CDI is the leading cause of hospital-acquired infectious diarrhea. Most CDI episodes occur before day +30 [16], as evident in this cohort. The hypothesis leading to the selection of HP as target gene was biologically inspired, and the 95%CI for HR (0.08–1.39) suggests a protective effect against CDI in patients unable to produce zonulin. We elected to study the genotype rather than circulating levels of zonulin because genetic inability to synthesize zonulin is unequivocally predictive of zonulin absence.
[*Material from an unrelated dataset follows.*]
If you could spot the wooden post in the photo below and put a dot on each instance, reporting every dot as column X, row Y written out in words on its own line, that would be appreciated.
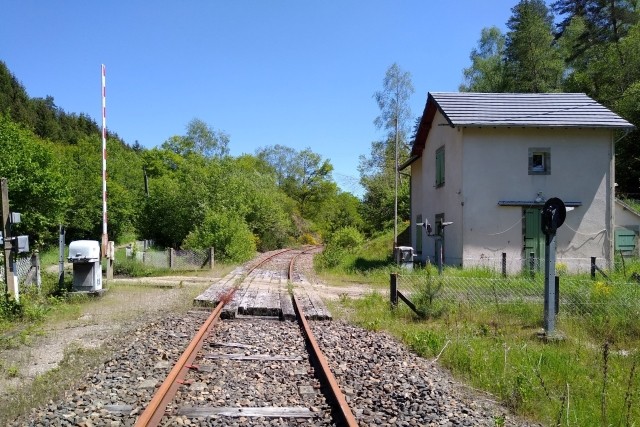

The only other genetic correlate of CDI, though not studied in allo-HCT, is a single nucleotide polymorphism in the −251 promoter region of the IL-8 gene, resulting in higher fecal levels of IL-8, more potent recruitment of neutrophils, and higher levels of inflammation [17].

Limitations of this work include its retrospective design, small sample size, and potential inaccuracy in stool volume recordings. Future mechanistic studies and larger cohorts are needed to further evaluate our results. The absence of an association in our analysis despite biological rationale could be related to physiological redundancy by which other mechanisms may at least partially compensate for zonulin absence in HP1–1 patients and preserve gut barrier integrity.